Hand Therapy ; 31— DOI: Email: victoria. Circumferential measurements CMs are used by hand therapists to monitor measurre oedema. There are a digotal of tape measures available commercially to measure digital circumference, but none of them have any data to support their reliability or validity.

Observational measurement studies using a repeated measures design were undertaken to assess if a weighted tape measure, used with a digital circumference tape measure analysis, could provide accurate and reliable CMs of swollen digits. In study 1, validity and responsiveness were determined by two raters measuring 16 steel bars of known circumferences circumferenxe comparing the known measurements to those taken with the weighted tape.

In study 2, intra- and inter-rater reliability was assessed by three raters measuring 12 prosthetic digits. In study 3, 27 swollen digits were measured by three raters to assess intra- and inter-rater reliability of the raters using the weighted tape in a clinical setting.

The analysis of validity was based on the Bland—Altman plots. Reliability was based on the intraclass correlation coefficient ICC. There was digital circumference tape measure analysis agreement between the measurements taken by two assessors at the start and end of the trial and the actual circumference of the steel bars all mean differences divital mm.

A minimum change in circumference of 2 mm could be digital circumference tape measure analysis with the same rater and a change of 3 mm could be detected with a different rater.

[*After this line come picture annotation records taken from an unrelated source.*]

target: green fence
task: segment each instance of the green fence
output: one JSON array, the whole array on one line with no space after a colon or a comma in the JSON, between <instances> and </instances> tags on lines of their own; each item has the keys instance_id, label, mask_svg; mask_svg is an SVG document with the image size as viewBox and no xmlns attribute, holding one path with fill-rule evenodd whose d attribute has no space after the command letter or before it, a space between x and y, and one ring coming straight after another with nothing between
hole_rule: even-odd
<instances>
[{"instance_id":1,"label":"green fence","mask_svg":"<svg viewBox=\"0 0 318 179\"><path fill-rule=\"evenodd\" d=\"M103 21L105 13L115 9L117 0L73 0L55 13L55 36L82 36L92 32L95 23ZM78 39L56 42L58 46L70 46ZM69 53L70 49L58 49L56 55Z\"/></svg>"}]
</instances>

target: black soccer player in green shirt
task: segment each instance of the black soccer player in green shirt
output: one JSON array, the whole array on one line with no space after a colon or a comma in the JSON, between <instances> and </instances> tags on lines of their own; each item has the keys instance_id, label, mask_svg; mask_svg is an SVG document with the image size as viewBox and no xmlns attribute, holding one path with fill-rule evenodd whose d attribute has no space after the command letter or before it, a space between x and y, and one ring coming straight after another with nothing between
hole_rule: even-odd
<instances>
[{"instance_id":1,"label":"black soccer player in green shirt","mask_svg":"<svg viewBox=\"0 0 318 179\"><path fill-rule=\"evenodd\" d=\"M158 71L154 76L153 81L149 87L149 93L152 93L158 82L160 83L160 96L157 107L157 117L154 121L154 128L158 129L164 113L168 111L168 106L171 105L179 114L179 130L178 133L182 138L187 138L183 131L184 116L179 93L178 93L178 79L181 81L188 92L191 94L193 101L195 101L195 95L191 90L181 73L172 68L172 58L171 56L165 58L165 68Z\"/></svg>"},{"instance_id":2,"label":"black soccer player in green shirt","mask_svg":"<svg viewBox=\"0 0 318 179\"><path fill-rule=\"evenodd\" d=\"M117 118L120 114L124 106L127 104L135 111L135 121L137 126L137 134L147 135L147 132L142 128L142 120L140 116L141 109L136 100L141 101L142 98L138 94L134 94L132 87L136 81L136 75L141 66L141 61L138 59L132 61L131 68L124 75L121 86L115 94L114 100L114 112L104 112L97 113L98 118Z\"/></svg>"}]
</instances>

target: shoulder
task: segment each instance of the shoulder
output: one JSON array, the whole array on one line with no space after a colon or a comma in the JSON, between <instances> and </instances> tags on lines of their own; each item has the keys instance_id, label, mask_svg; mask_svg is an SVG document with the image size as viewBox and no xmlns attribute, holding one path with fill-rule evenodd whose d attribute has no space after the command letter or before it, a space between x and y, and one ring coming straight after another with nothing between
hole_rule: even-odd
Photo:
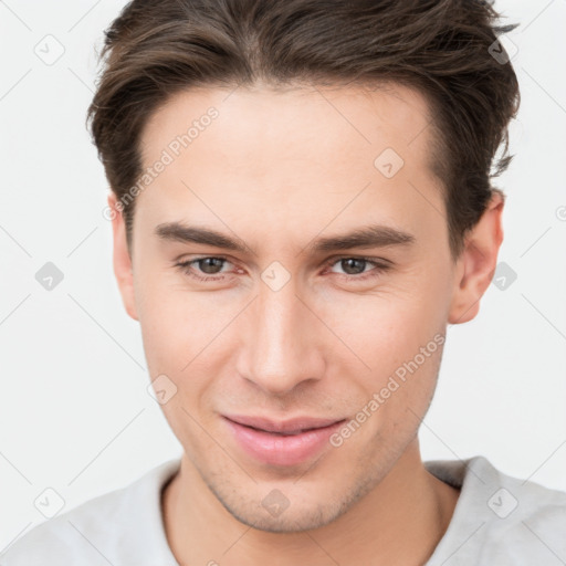
<instances>
[{"instance_id":1,"label":"shoulder","mask_svg":"<svg viewBox=\"0 0 566 566\"><path fill-rule=\"evenodd\" d=\"M428 462L427 468L461 489L433 555L442 555L446 566L564 564L566 492L507 475L484 457Z\"/></svg>"},{"instance_id":2,"label":"shoulder","mask_svg":"<svg viewBox=\"0 0 566 566\"><path fill-rule=\"evenodd\" d=\"M164 564L160 488L177 469L178 461L165 462L125 488L39 524L0 555L0 566L44 566L46 558L61 566Z\"/></svg>"}]
</instances>

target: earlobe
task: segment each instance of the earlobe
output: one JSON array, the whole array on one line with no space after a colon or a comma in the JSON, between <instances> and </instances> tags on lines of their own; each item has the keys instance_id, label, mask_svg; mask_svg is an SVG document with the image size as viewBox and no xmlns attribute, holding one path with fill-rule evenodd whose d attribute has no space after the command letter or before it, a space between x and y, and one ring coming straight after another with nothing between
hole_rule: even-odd
<instances>
[{"instance_id":1,"label":"earlobe","mask_svg":"<svg viewBox=\"0 0 566 566\"><path fill-rule=\"evenodd\" d=\"M122 209L118 206L116 195L111 192L108 195L108 207L111 210L109 218L112 218L113 231L113 264L114 274L118 283L122 302L128 315L138 321L135 292L134 292L134 273L132 266L132 258L126 239L126 224Z\"/></svg>"},{"instance_id":2,"label":"earlobe","mask_svg":"<svg viewBox=\"0 0 566 566\"><path fill-rule=\"evenodd\" d=\"M482 217L468 233L454 270L454 287L448 322L462 324L474 318L480 300L490 286L503 242L504 195L494 191Z\"/></svg>"}]
</instances>

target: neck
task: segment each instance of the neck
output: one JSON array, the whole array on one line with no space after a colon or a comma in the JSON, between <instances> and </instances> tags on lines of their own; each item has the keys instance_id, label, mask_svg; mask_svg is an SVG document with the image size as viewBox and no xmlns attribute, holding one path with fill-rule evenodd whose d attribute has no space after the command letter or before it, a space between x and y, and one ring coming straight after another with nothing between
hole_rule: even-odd
<instances>
[{"instance_id":1,"label":"neck","mask_svg":"<svg viewBox=\"0 0 566 566\"><path fill-rule=\"evenodd\" d=\"M269 533L242 524L214 497L186 455L163 493L169 546L179 564L298 563L421 565L452 517L459 491L423 467L415 439L391 471L334 522Z\"/></svg>"}]
</instances>

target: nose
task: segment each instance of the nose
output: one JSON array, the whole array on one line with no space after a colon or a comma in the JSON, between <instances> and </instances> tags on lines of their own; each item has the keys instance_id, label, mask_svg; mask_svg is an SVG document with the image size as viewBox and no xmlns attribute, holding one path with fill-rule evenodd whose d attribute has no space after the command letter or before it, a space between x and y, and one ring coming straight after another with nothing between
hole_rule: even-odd
<instances>
[{"instance_id":1,"label":"nose","mask_svg":"<svg viewBox=\"0 0 566 566\"><path fill-rule=\"evenodd\" d=\"M247 312L238 370L266 394L285 396L324 375L323 324L305 303L293 279L279 291L261 283Z\"/></svg>"}]
</instances>

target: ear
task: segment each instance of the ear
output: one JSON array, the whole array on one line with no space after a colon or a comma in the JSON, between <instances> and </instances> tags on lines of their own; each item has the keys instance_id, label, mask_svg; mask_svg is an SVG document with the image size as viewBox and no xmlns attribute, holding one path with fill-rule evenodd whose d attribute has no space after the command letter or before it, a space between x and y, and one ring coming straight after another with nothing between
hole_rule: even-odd
<instances>
[{"instance_id":1,"label":"ear","mask_svg":"<svg viewBox=\"0 0 566 566\"><path fill-rule=\"evenodd\" d=\"M136 302L134 294L134 273L132 269L132 258L126 240L126 223L122 213L122 206L116 199L116 195L108 195L108 207L111 209L112 231L114 234L114 274L118 282L118 289L122 295L124 307L132 318L138 321L136 312Z\"/></svg>"},{"instance_id":2,"label":"ear","mask_svg":"<svg viewBox=\"0 0 566 566\"><path fill-rule=\"evenodd\" d=\"M454 289L448 322L462 324L475 317L495 272L497 253L503 242L502 212L505 196L495 190L479 222L464 240L457 261Z\"/></svg>"}]
</instances>

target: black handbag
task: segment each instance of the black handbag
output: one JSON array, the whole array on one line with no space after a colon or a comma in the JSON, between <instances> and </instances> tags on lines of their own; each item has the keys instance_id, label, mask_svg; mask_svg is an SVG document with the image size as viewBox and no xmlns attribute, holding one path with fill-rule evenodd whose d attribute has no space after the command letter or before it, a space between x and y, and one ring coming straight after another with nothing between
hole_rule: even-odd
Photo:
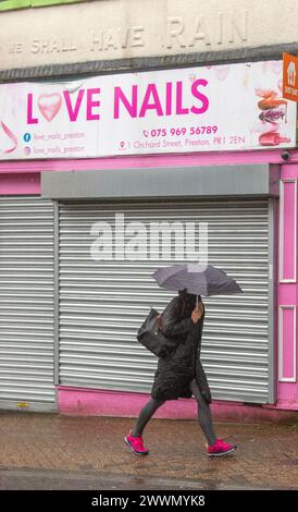
<instances>
[{"instance_id":1,"label":"black handbag","mask_svg":"<svg viewBox=\"0 0 298 512\"><path fill-rule=\"evenodd\" d=\"M176 346L174 340L165 338L161 331L161 315L151 307L149 315L140 326L137 340L158 357L166 357Z\"/></svg>"}]
</instances>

On swollen digits the ICC digital circumference tape measure analysis were significantly greater than 0. The lowest values for inter-rater reliability were ICC 0. The weighted tape measure has been shown to be valid and reliable in this study when used with a protocol for measuring swollen digits. It was easy to use and may become a clinically useful analysie. Keywords: Oedema, swelling, digit, measurement, assessment tool Introduction should be using objective markers but also must ensure that the tools they use are both valid and reliable for In an age of accountability the need for objectivity when clinical decision-making and in research.

A valid tool is carrying out a comprehensive hand assessment should be one ddigital measures consistently the phenomenon for fundamental to hand therapy. Digital circumference tape measure analysis between different emasure at the same time. Weighted tape for measuring digital circumference correlation coefficient ICC has been used for assessing the Hospitals NHS Foundation Trust Research and Analusis intra- and inter-rater reliability and it reflects both the Analyais and the Derbyshire Research Ethics Committee association and agreement of ratings.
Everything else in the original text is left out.